Pro-choice supporters issued almost immediate condemnations of the court’s ruling.

“Today’s ruling is yet another consequence of the dangerous decision by the U.S. Supreme Court to overturn ‘Roe v. Wade’ and allow politicians to interfere in these personal medical decisions,” said U.S. Sen. Raphael Warnock, who is facing a re-election challenge this fall from Republican Herschel Walker. “While we may grieve this ruling, we can’t give into despair. Reproductive health care is health care.”

“Abortion bans hurt Black women, low-income folks, and Queer and trans families the most,” said Monica Simpson, executive director of SisterSong Women of Color Reproductive Justice Collective. “The women and families of Georgia deserve better. We all deserve better. No matter how long it takes, we are here in this battle until everyone has full bodily autonomy.”

Simpson’s organization had filed a request to halt the six-week ban only days after Gov. Brian Kemp signed it into law.

“We are appalled at the decision of the Federal Court for allowing women’s rights to be threatened in Georgia,” said Gerald Griggs, president of the Georgia NAACP. “There is no middle ground on the issue of women’s rights. This state has chosen to stand against women, and no one will feel the impact of that burden more than Black women.”

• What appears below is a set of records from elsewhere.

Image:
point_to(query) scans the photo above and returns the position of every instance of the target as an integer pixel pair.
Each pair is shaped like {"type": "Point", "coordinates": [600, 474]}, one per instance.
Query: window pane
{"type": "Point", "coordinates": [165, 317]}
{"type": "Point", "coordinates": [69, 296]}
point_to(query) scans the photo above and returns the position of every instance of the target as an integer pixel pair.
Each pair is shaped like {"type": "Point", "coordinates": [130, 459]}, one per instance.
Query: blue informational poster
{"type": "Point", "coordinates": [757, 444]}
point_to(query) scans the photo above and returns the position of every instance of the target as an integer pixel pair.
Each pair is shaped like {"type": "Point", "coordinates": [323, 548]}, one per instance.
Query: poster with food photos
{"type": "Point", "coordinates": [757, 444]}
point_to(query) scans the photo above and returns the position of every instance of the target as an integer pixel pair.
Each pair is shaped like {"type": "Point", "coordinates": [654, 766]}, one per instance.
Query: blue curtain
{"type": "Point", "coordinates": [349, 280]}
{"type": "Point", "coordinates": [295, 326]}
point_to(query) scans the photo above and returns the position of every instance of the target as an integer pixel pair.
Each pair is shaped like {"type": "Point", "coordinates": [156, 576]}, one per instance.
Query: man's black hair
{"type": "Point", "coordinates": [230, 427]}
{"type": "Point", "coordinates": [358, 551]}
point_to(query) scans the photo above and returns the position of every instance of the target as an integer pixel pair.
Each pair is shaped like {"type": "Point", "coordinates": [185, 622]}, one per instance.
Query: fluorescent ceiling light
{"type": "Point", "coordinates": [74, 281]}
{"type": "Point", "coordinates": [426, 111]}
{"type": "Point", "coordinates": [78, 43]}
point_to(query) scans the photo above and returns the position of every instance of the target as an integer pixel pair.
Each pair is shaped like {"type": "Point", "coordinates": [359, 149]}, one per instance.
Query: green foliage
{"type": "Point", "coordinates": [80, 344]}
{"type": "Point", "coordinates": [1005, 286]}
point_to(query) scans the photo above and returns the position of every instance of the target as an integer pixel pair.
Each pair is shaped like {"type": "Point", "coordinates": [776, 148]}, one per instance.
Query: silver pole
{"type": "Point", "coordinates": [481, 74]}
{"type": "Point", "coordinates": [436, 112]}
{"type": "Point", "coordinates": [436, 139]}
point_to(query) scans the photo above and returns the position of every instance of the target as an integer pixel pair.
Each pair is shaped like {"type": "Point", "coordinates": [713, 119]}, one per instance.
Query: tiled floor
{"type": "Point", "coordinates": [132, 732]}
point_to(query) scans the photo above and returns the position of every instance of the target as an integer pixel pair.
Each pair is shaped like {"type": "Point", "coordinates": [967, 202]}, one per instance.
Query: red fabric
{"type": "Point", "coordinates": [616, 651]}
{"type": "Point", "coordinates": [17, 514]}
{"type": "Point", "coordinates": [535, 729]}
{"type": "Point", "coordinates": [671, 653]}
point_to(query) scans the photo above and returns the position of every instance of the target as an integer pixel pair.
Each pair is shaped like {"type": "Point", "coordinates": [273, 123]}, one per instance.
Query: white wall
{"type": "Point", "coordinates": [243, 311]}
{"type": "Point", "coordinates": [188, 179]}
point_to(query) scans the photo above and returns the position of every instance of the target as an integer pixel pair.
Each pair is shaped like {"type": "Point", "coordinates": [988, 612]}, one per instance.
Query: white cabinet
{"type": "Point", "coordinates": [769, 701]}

On the day of the Supreme Court’s decision, Carr requested the 11th Circuit to lift the injunction that had been filed against the bill, which was passed in 2019 by the Georgia General Assembly. The law, also known as the “heartbeat bill,” had been tied up in courts since Gov. Brian Kemp signed the measure into law.

“I believe in the dignity, value and worth of every human being, both born and unborn,” Carr said in a June 24 statement. “The U.S. Supreme Court’s decision in Dobbs is constitutionally correct and rightfully returns the issue of abortion to the states and to the people – where it belongs. We have just filed a notice in the 11th Circuit requesting it reverse the District Court’s decision and allow Georgia’s Heartbeat Law to take effect.”